# Lighting a 3ft tank



## kkau1 (Jun 22, 2006)

Hi,

It's almost time. I've been saving up for all the equipment i need for a new tank and now it's time to get some lights. I have a rimless 36"Lx18"Wx21"H tank which i think is roughly 55-60 gallons. I'm planning on using pressurized CO2 and would like to grow low-mid light plants (mainly mosses and ferns). 

I've been debating about what time of lights to get. I've been really thinking about the following options:

1. 3ft Tek Light with 4-6 bulbs - which would give about 150-240ish watts

2. 1 Metal Halide Pendent - 150w-250w

I want to keep the top of the tank open, so i'm planning on hanging the lights about 6-10" or more above the surface of the water.

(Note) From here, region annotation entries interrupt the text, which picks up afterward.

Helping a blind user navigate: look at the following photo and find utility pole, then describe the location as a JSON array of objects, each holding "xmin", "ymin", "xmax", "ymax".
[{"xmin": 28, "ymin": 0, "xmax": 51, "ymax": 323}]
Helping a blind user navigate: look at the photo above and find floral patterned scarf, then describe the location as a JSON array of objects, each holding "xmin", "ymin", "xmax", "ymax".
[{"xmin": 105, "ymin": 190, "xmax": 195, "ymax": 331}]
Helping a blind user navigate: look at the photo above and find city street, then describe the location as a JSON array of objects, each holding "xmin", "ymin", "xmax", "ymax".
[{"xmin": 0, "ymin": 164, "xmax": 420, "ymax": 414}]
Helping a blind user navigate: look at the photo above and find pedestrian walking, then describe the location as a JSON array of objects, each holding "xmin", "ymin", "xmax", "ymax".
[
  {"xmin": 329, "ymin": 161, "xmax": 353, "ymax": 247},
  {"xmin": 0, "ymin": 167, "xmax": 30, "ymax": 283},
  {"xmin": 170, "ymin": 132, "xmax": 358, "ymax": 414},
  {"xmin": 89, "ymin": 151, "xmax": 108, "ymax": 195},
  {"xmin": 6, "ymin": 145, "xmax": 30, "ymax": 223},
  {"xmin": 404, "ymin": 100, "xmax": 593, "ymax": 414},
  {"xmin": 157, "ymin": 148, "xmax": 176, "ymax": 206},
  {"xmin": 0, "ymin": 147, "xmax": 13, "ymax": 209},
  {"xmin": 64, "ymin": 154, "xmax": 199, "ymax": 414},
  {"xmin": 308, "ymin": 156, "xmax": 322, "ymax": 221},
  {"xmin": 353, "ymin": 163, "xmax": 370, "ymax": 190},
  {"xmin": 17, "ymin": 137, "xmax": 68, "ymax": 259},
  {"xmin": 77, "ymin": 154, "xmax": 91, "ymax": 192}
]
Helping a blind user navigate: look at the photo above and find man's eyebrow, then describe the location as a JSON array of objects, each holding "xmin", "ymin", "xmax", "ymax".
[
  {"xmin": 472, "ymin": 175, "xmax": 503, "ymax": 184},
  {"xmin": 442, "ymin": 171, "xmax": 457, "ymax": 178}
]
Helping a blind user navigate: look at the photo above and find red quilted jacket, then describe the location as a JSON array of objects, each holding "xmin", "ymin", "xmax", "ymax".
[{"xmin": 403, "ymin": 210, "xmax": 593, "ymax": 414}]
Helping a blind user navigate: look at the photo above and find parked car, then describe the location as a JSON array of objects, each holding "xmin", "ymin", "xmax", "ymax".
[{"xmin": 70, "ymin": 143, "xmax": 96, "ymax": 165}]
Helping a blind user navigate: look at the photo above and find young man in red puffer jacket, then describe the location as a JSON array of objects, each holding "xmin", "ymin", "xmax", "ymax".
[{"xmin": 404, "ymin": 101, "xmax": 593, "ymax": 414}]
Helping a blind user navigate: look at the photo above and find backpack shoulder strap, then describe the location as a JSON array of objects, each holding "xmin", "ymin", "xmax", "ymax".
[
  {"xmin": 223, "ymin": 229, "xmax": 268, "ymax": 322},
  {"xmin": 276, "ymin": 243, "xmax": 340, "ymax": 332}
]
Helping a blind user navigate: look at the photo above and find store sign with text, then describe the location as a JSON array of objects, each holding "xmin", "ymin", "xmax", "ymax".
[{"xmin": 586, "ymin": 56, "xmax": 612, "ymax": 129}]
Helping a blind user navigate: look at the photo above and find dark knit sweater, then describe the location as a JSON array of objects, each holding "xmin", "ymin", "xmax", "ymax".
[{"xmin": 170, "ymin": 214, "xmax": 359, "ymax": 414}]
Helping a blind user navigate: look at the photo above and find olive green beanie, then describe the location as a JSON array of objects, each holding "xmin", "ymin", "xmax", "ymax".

Right now i'm kinda leaning towards a Metal Halide pendent. My question with this is will 1 pendend be enough to cover my whole tank? and if so, would 250W be too much?

With the Tek Lights, will the 4 bulb version be enough?

This tank is primarily going to be moss and ferns, but who knows where i'll go with it in the future. 

Any tips or advice would be greatly appreciated~

Kkau1.


----------



## John N. (Dec 11, 2005)

I can say that the Tek 4 bulb option will be more than enough.

I'm not sure about the pendant. You may need two to cover the length of the tank, but if you are only growing mosses and ferns one will be enough.

-John N.


----------



## eklikewhoa (Jul 24, 2006)

i say go for more! i started off with low lights and after seeing what a high light tank looked like i quickly rethought my tank and that meant rebuying some things and spending money twice. with the hanging light you could always hang them higher to get less lights into the tank but readily lower them to increase the lighting when you change your mind.


----------



## kkau1 (Jun 22, 2006)

Thanks for the replies.

Will a Metal halide be able to cover my whole tank? and would 2 150W pendents be too much?


----------



## AMP (Nov 11, 2006)

The 48" Orbit Is a Nice set up I have it on my 55, you need to specify to swap out the Atinic Bulbs for 65K bulbs, The rig can fit a rimless unit, or you can suspend the Unit from the ceiling.

The Two 65 PC's will give you 2.36WPG and with the Dual 65/10k Lites going in the afternoon hrs you are boosting to 4.72WPG's. The Moon Lights in the evening are soothing to both the Fish and the Aquarius alike.

I read through here for Hrs on end prior to jumping on the bandwagon with High Lighting, I agree with eklikewhoa 110% High Lighting is the way to go, Along with CO2 the possibilities are endless


----------



## somethinsfishy (Dec 8, 2006)

A tek 4 bulb will be a lot of light. I believe that that some of the new light systems are going to have fans in the unit and the new ones will also have better reflectors. I don’t know when they will be coming out though. The fans blowing across the bulbs have been proven to increase the par by a lot. If you get one of the units without fans you could always add fan if you do not think you are getting enough light. I have a reef tank with 4 t5s and I am very very happy with them. The bulbs last forever and the reflectors really put out the light. I do love the way metal halides make the water shimmer though. But they are pretty expensive and get hotter that crap.


----------